The proposed design in this paper is bad, but the core of the idea is very interesting.

At a high-level, 90% of the complexity of their data retrieval system can be deleted by simply having attaching a `CLAUDE.md` file to every data store that is automatically kept up to date the agents can read.

High-throughput queries by an agent don't feel much different than high-throughput querying that large scale systems Instagram and Youtube need to service on a daily basis. Whatever works for 10M active users per second on IG would also work for 50 agents making 1M queries per second.

I can see a need for innovation in data store still. My little startup probably can't afford the same AWS bill than Meta but the tide would lift all boats, not just AI-specific use cases.

apwell23 2 days ago

15 ppl worked on this glorified blogpost?

lyu07282 3 days ago

Is there an appendix with prompts separately somewhere?

Towaway69 2 days ago

Is the title to be taken seriously or is “AI Overlords” become some type of well-meaning indication of the positivity of having overlords?

I thought AI can do anything, why do I have to help it if it’s so smart and powerful and intelligent and useful? Is it really just a complex computer program that is actually trained to do very narrowly defined activities?

croes 2 days ago

Current AI has its limits and now we must tailor our data in the hope it fixes some problems.
Would be a shame to invest all those billions of dollars and resources to get unreliable mediocre results.
david_shaw 2 days ago

> Is the title to be taken seriously or is “AI Overlords” become some type of well-meaning indication of the positivity of having overlords?
The abstract blurb (linked) doesn't mention AI overlords in either context, so I think it's mostly just an edgy title.
- croes 2 days ago
  
  Maybe it really mean AI company overlords because they are seen as the next rulers of the economy.

pevcr 2 days ago

[flagged]

pevcr 2 days ago

[flagged]

unisyncd 2 days ago

It is a debate for the main visitors the Internet services serve.

A few decades ago, people visit each other using IP protocol, it is people themselves that collect news, read information, and publish new data.

After that, browsers visit each site using HTTP protocol, it is browsers that collect data, translate pages, and interact with user.

Nowadays, it is highly possible that, AI, WILL, involves into our daily life, and the above rewrites by, AIs request each <what> using <new> protocol, it is AIs that <do a lot thing>, and interact with user.

Information never get unavailable, but main method for retrieving info does change. We could of course manipulate command-line utilities instead of browsers when browser became popular, we could of course continue to search and click everywhere on browser instead of AI-enhanced searching when AI got hot today. However it is a trend that AI will bring us to a new evolution in fast-pace information era.

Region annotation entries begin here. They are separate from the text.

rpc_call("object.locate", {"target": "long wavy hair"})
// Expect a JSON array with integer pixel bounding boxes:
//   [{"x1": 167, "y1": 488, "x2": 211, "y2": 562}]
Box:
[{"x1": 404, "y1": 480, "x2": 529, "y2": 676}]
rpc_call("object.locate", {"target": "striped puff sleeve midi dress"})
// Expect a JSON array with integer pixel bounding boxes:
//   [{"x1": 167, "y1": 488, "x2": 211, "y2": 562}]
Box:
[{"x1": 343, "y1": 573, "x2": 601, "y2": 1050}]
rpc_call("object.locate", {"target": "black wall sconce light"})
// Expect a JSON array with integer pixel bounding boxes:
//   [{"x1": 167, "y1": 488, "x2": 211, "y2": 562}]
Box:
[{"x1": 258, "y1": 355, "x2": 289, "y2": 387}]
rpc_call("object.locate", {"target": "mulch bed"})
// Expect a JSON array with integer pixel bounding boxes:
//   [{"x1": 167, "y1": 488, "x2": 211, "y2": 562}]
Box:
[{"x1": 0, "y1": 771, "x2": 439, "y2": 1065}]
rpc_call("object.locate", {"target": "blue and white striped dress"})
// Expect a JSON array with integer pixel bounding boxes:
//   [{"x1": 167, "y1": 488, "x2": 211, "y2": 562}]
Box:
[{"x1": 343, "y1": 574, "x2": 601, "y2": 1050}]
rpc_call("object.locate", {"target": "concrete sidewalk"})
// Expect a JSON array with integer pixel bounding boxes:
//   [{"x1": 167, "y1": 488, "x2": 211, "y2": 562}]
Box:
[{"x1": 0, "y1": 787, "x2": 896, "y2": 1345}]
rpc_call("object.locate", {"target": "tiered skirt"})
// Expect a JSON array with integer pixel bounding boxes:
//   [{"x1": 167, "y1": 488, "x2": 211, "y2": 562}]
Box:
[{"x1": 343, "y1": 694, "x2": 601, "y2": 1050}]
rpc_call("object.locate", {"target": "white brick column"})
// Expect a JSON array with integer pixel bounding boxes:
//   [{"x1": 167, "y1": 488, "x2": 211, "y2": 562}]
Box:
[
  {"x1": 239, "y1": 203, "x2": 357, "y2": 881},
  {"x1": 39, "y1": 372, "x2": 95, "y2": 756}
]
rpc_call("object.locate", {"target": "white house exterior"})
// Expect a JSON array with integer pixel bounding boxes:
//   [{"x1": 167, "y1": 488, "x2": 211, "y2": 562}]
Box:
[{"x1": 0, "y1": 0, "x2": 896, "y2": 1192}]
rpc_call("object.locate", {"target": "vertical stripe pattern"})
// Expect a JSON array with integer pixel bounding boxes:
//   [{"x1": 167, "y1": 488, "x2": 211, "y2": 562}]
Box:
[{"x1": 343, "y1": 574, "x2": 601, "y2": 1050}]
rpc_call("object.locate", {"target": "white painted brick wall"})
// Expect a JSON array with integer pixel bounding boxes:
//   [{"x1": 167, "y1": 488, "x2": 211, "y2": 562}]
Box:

Users are whom sit behind the screen, they never changes, but their methods/agents/proxies change over time.

rixed 2 days ago

Exactly how I picture things. AI is the next step after good search engines. We dreamed about the semantic web but never really delivered on this. AI is the semantic search we were longing for; Still a bit fuzzy, but already very useful.
- croes 2 days ago
  
  This will be the best we‘ll get.
  Next step is enforced bias.
  https://fortune.com/2025/07/08/elon-musk-grok-ai-conservativ...
  https://www.tomshardware.com/tech-industry/artificial-intell...
  
  mallowdram 2 days ago
  
  All Western languages come enforced (or defanged doyv) with agentic status, control perhaps manipulation. This is the West. The sender is always staking claim to the opening lines right to status. And now add the conduit metaphor problem/paradox that infects every word in training.
  Overlord indeed, but not interesting. The West isn't interesting, or interested, it is biased to claim status from the get-go.